Cobourg customers are relieved their store will remain open, Cunningham said.

But as Canadian fair trade loses its vanguard, it’s likely Villages staff and volunteers who have the most to mourn this side of the tossing seas.

“Everything about my job is amazing,” decade-and-a-half-veteran Fromm at one point remarked.

Cunningham, whose role continues, said, “It’s been so much fun. It’s been such a great journey and meeting so many people, especially when we acquired some of these far-reaching festival sales that we now do. … It’s like now a new extended family in southwestern Ontario; it’s really lovely to meet all these people who are so enthusiastic about fair trade.”

Cressman, who was only hired last June, said, “I’m really sad that my time here is going to be so short. I feel like I was just finally getting into the rhythm of working here and was excited for the future and (manager) Emily (Shields) and I were planning and dreaming and had all these ideas. So it’s sad and I’m feeling very sad that my time here will be wrapping up and I — don’t know what’s next, which is scary.”

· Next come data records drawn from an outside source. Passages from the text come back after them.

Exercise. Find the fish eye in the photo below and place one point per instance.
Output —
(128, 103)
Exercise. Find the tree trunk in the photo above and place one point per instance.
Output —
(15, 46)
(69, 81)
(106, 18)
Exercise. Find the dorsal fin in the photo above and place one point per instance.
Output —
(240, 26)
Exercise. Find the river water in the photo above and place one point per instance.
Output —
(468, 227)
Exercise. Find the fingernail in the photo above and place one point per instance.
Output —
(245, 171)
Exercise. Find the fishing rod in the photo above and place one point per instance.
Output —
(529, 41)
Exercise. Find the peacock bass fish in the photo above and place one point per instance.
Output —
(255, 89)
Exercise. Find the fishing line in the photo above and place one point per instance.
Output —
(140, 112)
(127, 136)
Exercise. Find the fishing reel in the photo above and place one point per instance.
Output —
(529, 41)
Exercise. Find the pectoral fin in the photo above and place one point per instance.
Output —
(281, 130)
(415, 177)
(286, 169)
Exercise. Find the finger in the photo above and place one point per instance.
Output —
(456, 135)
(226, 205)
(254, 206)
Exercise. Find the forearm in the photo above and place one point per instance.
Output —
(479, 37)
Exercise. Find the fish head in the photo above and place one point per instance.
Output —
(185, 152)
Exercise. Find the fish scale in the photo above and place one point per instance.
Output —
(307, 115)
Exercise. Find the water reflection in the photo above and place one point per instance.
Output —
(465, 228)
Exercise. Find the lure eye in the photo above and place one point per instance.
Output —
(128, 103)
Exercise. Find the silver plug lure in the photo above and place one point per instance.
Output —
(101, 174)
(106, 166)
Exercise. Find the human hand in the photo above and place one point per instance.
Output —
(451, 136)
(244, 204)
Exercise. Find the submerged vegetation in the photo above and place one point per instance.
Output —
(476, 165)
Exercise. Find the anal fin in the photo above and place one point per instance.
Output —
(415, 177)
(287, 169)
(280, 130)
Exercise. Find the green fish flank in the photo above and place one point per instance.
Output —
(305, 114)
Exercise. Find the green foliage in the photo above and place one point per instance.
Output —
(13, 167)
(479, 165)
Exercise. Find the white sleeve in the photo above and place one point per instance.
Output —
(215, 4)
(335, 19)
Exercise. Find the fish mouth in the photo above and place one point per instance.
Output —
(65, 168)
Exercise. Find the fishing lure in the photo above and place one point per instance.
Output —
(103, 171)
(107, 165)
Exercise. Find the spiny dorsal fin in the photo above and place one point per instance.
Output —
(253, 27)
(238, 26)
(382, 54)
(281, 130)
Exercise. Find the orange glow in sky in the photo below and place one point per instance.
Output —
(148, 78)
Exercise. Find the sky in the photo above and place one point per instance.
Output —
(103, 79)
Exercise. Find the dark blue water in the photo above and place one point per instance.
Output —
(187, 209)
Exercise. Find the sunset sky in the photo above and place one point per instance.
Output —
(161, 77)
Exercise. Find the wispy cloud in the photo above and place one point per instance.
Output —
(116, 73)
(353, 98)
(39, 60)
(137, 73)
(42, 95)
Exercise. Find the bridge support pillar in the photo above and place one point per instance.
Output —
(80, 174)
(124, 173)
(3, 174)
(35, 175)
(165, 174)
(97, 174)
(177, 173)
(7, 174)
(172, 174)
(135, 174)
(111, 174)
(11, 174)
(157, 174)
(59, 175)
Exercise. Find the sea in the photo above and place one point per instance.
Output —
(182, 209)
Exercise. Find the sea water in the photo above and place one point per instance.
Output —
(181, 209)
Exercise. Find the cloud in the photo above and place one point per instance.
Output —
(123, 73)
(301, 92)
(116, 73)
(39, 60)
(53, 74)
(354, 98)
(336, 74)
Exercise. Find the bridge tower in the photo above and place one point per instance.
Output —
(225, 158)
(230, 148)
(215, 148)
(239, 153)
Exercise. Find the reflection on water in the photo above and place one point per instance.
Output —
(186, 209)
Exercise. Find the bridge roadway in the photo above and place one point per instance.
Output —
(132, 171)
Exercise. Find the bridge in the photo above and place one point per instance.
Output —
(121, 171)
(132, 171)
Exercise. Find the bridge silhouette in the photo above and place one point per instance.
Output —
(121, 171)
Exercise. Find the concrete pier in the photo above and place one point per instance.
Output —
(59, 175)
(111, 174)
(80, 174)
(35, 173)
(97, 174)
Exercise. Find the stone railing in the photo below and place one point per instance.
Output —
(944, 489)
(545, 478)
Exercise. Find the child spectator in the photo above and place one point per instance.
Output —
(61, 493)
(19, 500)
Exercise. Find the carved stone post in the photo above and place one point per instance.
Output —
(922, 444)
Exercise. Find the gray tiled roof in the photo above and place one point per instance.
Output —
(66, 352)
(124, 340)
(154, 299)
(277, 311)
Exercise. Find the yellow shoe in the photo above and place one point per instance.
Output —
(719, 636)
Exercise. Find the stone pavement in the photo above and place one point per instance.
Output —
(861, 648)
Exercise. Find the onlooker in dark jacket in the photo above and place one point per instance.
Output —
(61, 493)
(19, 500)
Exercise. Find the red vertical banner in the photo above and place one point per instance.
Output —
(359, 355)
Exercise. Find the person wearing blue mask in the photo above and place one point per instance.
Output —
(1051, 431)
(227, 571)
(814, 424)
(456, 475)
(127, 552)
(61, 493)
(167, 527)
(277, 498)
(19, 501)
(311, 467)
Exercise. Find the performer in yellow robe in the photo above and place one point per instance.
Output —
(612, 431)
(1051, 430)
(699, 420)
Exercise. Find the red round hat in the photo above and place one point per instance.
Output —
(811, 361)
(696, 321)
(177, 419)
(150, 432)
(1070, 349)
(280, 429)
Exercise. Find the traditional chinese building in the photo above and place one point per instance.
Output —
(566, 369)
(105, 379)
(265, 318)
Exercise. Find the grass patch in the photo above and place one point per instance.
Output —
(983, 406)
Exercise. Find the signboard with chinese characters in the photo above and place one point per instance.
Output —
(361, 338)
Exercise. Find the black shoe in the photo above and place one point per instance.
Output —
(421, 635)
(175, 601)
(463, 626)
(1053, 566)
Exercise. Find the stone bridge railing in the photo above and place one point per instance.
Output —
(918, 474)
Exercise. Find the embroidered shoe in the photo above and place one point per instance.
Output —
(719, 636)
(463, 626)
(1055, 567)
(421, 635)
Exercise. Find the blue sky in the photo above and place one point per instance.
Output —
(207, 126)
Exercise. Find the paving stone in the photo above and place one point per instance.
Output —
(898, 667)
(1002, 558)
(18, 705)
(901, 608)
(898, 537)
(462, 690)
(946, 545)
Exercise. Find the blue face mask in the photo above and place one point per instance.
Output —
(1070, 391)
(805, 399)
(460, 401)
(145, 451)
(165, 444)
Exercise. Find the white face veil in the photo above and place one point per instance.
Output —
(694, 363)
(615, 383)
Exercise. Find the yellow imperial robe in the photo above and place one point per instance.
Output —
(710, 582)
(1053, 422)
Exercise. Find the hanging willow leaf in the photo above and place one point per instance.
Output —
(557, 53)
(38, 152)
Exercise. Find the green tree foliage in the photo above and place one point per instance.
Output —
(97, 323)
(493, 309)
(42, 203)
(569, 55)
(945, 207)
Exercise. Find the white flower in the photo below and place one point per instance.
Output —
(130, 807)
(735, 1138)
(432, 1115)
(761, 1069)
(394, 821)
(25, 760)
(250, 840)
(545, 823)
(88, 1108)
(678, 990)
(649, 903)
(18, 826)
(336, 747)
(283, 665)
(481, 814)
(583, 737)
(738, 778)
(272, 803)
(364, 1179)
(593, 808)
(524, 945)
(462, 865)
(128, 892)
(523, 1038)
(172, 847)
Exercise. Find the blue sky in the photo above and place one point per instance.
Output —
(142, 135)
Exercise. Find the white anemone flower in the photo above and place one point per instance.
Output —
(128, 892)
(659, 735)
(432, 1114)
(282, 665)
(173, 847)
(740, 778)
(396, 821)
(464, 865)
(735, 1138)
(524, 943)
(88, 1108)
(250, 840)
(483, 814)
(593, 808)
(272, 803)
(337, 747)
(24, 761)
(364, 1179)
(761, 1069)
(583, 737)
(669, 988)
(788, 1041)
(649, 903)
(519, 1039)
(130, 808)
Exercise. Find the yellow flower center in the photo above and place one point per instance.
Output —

Perhaps Cober Bauman spoke Villages Canada’s elegy best:

“From leadership in MCC, we want to express a huge message of gratitude to those artisans who trusted working through MCC and Ten Thousand Villages these decades as a way of growing their community capacity. They chose to work with us and we’re very, very grateful for that. And Villages would not have been what it was without the trust and engagement and investment from those artisan groups. Same to shoppers, loyal shoppers, decades long, people who were really committed to fair trade as a principle, willing to invest in it over and over. Our staff and our volunteers, the same, deep commitment, long commitment, broad commitment, and there is for sure a loss there, and it’s in all of these settings that we want to remind ourselves and all of these other communities across the globe that even as Villages Canada closes, there is a huge and lasting legacy and impact in the marketplace and in the fair trade marketplace especially.”

Before COVID-19 disrupted operations, the last corporate Villages stores in Canada were set to close by the end of May.